Terminati i lavori di restauro e ridonato il primitivo splendore alla chiesa, per Padre Giacomo sorge un nuovo problema....il vecchio organo è da sostituire, ma soldi come al solito non ve ne sono....ma con l'aiuto della Provvidenza, che mai lascerà solo Padre Giacomo, verranno dal comitato di fabbriceria, reperiti, e la chiesa avrà il suo nuovo organo.
In quel tempo un grave accadimento, scuoterà l'animo sensibile di Padre Giacomo, una persona a lui vicina morirà e lo lascerà per un anno intero scosso nell'animo e nel fisico....
Ma la sua opera continuerà comunque ed infaticabile, acquisterà ancora panche arredi ed un Apparato alla Romana....candelabri. lampadari per altare e contraltare, tutto quando riusciva ad avere dalla provvidenza e dai benefattori veniva dal Fratin speso prima per i poveri ed i bisognosi, e poi per lo splendore della chiesa. E per se stesso....mai....? Si priverà anche del tabacco da fiuto, del quale ogni tanto faceva uso, specialmente nei lunghi tempi passati nel confessionale, in quanto il rapporto con l'acqua ed il sapone che avevano a quel tempo i fedeli erano alquanto relativi, e gli afrori che sicuramente stagnavano in quello spazio ristretto non dovevano essere dei più gradevoli.

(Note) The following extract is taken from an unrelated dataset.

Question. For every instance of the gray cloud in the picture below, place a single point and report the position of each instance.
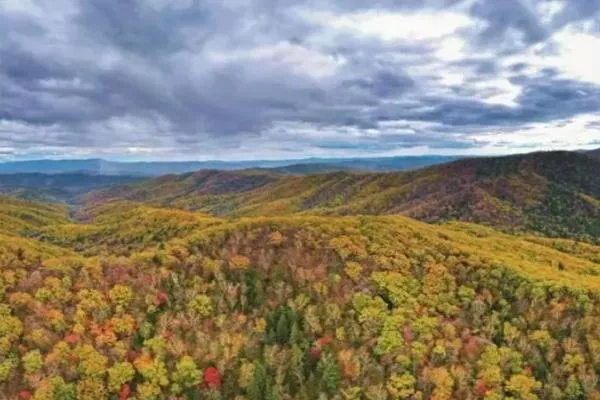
(198, 76)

Ma durante la celebrazione di una Santa Messa una goccia gli colerà dal naso, macchiando la tovaglia dell'altare, e questo Padre Giacomo non se lo perdonerà, e quindi mescolerà al tabacco da fiuto del pepe in polvere risolvendo così drasticamente il problema.
Arriverà in quei periodi la ferrovia nell'estremo ponente, portando con sè traffici e commercio ed i primi turisti....che al tempo più romanticamente chiamavano viaggiatori, e saranno sopratutto stranieri, e la vita alacre di Padre Giacomo continuerà sempre spesa a favore dei bisognosi e dello splendore delle sue chiese.
Ma un altro evento giungerà improvviso e ne vedrà sempre presente ed attiva e disponibile la piccola grande figura del Fratin....
Il 23 febbraio giorno delle ceneri tutto l'estremo ponente viene percorso da forti scosse di terremoto. Padre Giacomo si apprestava ad uscire all'altare per l'imposizione della cenere, quando la terra si mise a tremare e lo fece con grande intensità tanto da distruggere molti centri rivieraschi, e non solo, e causando molte vittime e danni.
A Bordighera fu allestita una tendopoli sul capo, e Padre Giacomo improvvisò un altare davanti alla porta grande della chiesa parrocchiale, e continuò il proprio ministero all'aperto.
Per oltre quaranta giorni, tanto durarono le scosse di assestamento, tutte le sere si recò in processione alla chiesa di Sant'Ampelio in segno di devozione e di gratitudine, verso il nostro Santo Patrono, per aver risparmiato Bordighera da quella immane sciagura che aveva colpito la riviera tutta.
Terminato questo lungo periodo di grande preoccupazione, Padre Giacomo doveva mantenere fede ad un voto che aveva formulato in quei momenti: erigere una cappella al Sacro Cuore....e come sempre, a sue spese, portò a compimento anche questa opera, del costo di 10.000 lire.
Unico contributo a carico di altri furono i marmi che la racchiudevano, forniti dal Comune....
Come si procurò tale somma nessuno lo seppe mai.
L'altare è tutt'ora visibile nella Chiesa Abbaziale di Santa Maria Maddalena.